In the classic MDP formalism, each state is simply described by its identity. The cell in the bottom left corner of the grid world would simply be state "0" and the one above it might simply be state "11." This is known as a flat state representation because there is no other information about the states other than their identity. Although many planning/learning algorithms work just fine with flat representations, using a flat state representation makes defining transition dynamics and reward functions inconvenient. In fact, when we described the grid world in the previous section, we used words regarding spatial adjacency and direction to explain it. It would similarly be nice to define the states, transitions, etc. using such concepts. For these reasons (and others), it is often much easier to use a factored state representation, which can be exploited when defining the MDP transition dynamics and other properties.

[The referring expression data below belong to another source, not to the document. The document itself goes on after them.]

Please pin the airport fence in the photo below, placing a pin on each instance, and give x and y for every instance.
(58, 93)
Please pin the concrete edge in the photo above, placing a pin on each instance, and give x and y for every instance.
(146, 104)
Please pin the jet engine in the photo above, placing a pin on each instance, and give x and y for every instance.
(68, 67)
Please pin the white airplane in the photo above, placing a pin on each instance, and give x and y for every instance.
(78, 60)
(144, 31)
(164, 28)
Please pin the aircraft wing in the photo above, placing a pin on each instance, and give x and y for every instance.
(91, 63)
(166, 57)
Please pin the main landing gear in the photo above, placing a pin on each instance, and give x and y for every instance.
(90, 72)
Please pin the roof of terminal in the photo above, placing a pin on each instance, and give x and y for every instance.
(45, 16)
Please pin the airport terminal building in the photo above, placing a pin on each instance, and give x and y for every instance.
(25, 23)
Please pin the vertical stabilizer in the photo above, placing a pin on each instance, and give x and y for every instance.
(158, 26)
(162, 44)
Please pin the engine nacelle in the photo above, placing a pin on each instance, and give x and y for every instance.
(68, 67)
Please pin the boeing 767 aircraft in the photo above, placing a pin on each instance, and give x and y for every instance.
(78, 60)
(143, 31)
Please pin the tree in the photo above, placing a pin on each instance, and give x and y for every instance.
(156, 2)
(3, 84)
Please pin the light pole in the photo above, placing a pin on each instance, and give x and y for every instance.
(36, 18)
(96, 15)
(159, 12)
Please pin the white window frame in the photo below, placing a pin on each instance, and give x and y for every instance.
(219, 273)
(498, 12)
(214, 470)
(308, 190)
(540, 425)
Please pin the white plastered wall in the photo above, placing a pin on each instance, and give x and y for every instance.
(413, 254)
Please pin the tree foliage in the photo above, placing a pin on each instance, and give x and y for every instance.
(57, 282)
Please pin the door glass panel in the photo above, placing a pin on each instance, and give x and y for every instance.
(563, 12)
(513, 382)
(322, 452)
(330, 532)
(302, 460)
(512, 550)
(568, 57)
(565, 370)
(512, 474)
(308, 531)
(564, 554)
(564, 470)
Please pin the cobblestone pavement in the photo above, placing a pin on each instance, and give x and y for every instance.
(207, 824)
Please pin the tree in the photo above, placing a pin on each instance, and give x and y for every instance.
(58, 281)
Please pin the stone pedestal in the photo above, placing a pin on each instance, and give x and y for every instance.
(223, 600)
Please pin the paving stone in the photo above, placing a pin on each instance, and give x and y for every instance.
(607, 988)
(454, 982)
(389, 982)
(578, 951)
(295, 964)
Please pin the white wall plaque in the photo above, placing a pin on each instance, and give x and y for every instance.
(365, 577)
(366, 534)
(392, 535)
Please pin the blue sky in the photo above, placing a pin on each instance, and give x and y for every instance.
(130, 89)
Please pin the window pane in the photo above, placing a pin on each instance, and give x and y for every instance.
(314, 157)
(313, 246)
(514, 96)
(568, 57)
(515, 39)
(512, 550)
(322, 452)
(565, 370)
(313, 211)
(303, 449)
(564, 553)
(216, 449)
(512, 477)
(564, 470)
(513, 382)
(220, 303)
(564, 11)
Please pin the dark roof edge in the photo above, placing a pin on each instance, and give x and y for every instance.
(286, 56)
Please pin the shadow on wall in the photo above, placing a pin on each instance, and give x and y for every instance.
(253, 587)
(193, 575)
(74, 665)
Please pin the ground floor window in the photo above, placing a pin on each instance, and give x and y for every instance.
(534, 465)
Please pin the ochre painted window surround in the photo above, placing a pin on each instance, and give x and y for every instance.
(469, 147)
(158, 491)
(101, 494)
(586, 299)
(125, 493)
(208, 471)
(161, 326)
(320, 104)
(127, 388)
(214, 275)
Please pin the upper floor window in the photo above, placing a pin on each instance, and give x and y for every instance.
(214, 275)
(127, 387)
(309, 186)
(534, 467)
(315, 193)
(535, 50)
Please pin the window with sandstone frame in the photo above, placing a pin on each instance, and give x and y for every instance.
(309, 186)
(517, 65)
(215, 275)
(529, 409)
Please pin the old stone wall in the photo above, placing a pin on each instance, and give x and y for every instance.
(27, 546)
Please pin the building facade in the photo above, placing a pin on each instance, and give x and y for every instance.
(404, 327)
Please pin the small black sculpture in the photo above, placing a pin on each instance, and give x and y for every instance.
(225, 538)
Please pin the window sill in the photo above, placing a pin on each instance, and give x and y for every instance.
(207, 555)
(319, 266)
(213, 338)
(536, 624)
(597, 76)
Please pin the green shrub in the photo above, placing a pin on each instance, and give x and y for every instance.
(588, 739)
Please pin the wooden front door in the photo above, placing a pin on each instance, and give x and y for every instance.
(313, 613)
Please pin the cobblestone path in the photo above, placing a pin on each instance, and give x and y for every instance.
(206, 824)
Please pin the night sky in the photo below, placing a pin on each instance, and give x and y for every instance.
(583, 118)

A classic way to define a factored state representation is with a set of state variables or attributes. In our grid world, for example, we would define the state by an x-position attribute and a y-position attribute. The bottom left cell of the world would be state (0, 0); the cell directly above it would be (0, 1); and so on.
The factored representation that BURAP uses is the object-oriented MDP (OO-MDP), which rather than representing states by a set of attributes, states are represented by a set of objects. Each object belongs to an object class, and each object class has an associated set of attributes. Each attribute can be of a different type with its own value domain. An object in a state is simply a value assignment to its class' attributes. In our grid world, we can define an "agent" class that has two integer attributes associated with it with a value domain spanning the width and height of the grid world. In this definition, a state would contain an object instance belonging to the agent class with a value assignment specifying the agent's x and y position.

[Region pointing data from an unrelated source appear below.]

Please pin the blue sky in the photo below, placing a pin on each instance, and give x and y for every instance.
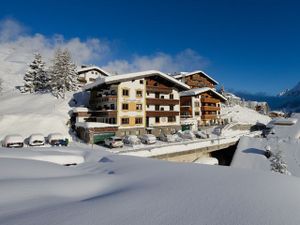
(248, 45)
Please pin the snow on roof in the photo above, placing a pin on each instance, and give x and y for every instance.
(86, 69)
(137, 75)
(13, 138)
(197, 91)
(195, 72)
(94, 125)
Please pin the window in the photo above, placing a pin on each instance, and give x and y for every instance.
(125, 92)
(139, 93)
(125, 106)
(125, 121)
(139, 120)
(139, 107)
(171, 119)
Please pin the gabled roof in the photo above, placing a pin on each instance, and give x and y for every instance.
(131, 76)
(100, 70)
(197, 91)
(195, 72)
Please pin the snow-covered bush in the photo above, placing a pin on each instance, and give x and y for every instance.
(36, 78)
(63, 74)
(278, 165)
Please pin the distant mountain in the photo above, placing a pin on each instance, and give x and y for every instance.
(294, 92)
(283, 93)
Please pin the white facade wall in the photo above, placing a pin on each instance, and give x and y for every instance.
(132, 86)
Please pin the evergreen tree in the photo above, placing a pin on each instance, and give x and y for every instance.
(36, 78)
(63, 74)
(1, 83)
(278, 164)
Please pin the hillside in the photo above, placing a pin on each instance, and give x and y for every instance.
(25, 114)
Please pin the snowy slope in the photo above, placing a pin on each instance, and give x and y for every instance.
(244, 115)
(25, 114)
(111, 189)
(294, 92)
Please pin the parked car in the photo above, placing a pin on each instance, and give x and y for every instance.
(131, 140)
(114, 142)
(148, 139)
(200, 134)
(13, 141)
(57, 139)
(36, 140)
(207, 160)
(187, 134)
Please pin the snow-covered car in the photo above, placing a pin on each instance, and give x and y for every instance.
(207, 160)
(36, 140)
(131, 140)
(187, 134)
(148, 139)
(13, 141)
(57, 139)
(114, 142)
(200, 134)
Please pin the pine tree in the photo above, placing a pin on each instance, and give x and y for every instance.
(63, 74)
(278, 164)
(36, 78)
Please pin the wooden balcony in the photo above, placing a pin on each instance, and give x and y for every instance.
(161, 113)
(210, 108)
(160, 101)
(210, 100)
(157, 89)
(98, 113)
(209, 117)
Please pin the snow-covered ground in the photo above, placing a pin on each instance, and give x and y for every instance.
(26, 114)
(112, 189)
(244, 115)
(284, 138)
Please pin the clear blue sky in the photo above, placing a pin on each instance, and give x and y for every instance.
(252, 45)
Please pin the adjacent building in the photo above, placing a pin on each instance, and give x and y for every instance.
(200, 106)
(89, 74)
(197, 79)
(133, 103)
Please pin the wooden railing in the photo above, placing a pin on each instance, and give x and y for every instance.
(161, 113)
(160, 101)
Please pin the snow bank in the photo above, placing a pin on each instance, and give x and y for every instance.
(117, 190)
(243, 115)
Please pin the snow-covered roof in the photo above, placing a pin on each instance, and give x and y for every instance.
(197, 91)
(13, 138)
(137, 75)
(195, 72)
(86, 69)
(94, 125)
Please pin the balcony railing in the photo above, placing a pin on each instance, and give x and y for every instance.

Although grid worlds are simple enough to describe without using an OO-MDP representation, there are a number of reasons why the OO-MDP representation is useful. For example, it's trivial to define transition dynamics that create new objects in the world or remove them, merely by having the objects added or removed from the list of objects present in a state. If there are multiple objects belonging to the same class, states can also be defined invariantly to the identifier or order of the objects in the state. We call this kind of invariance object identifier independence. For example, consider a state (s0) made up of two block objects (block0 and block1) that are each defined by spatial position information (an x and y attribute). Now imagine a new state (s1) that is the result of swapping the positions of block0 and block1. Even though the object identifiers associated with the block positions (block0 and block1) are different between s0 and s1, these really are the same state and when equality is object identifier independent they will be considered equal. The below illustration helps clarify this property.

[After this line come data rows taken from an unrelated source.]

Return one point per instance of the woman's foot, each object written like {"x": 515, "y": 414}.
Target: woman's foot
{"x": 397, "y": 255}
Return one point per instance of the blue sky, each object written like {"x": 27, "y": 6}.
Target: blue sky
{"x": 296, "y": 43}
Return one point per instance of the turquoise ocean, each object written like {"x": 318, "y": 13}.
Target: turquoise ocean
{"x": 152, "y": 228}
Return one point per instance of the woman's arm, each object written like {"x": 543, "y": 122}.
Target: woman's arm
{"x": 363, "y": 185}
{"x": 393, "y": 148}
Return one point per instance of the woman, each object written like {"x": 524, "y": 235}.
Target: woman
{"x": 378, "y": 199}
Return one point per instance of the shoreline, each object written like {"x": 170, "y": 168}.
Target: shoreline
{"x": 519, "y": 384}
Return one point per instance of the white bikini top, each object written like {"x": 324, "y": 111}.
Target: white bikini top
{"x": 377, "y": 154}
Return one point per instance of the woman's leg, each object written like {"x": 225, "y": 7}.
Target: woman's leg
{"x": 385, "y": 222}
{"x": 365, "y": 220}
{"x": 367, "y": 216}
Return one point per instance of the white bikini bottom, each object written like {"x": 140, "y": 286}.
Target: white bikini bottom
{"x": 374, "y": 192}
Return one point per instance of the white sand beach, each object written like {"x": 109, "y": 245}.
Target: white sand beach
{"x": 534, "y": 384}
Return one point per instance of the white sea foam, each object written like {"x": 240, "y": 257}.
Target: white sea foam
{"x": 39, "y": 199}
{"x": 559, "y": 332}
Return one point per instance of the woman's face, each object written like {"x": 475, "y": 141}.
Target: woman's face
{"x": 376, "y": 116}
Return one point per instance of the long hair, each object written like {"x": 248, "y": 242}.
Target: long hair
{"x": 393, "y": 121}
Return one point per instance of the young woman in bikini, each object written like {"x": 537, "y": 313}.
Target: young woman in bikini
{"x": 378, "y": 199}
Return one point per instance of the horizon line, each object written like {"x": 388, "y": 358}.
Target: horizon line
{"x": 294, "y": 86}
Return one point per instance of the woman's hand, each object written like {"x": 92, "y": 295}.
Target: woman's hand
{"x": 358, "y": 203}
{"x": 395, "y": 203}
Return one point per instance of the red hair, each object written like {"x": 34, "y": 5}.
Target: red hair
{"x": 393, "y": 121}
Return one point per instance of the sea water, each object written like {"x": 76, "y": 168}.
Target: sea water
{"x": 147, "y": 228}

BURLAP supports both object idenitifer independence and dependence, depending on your needs. See the Basic Planning and Learning Tutorial for more information on using object identifier independence.
Another advantage to the OO-MDP paradigm is that it leverages the object-oriented nature to provide additional high-level state features in the form of propositional functions that operate on objects in the world. In our grid world, we can introduce an additional object class for location objects (similarly defined by x,y position attributes) and then define a propositional function called "at" that operates on the agent object and a location object and evaluates to true when they are in the same location. Including propositional functions is useful for bridging the gap between MDPs and more classic AI approaches that are based on logical representations. In this tutorial we will implement the "at" propositional function in our grid world to demonstrate how to create them.
Because State and ObjectInstance are interfaces, you must choose a specific implementaiton that handles how they manage memory and datastructures for storing the information. All the included Domain's in BURLAP make use of the MutableState and MuableObjectInstance implemenations, which is a good place to start. However, if your domain is computationally demanding, you may want to consider writing your own implementation that handles memory and allows access to information in the most efficient way possible.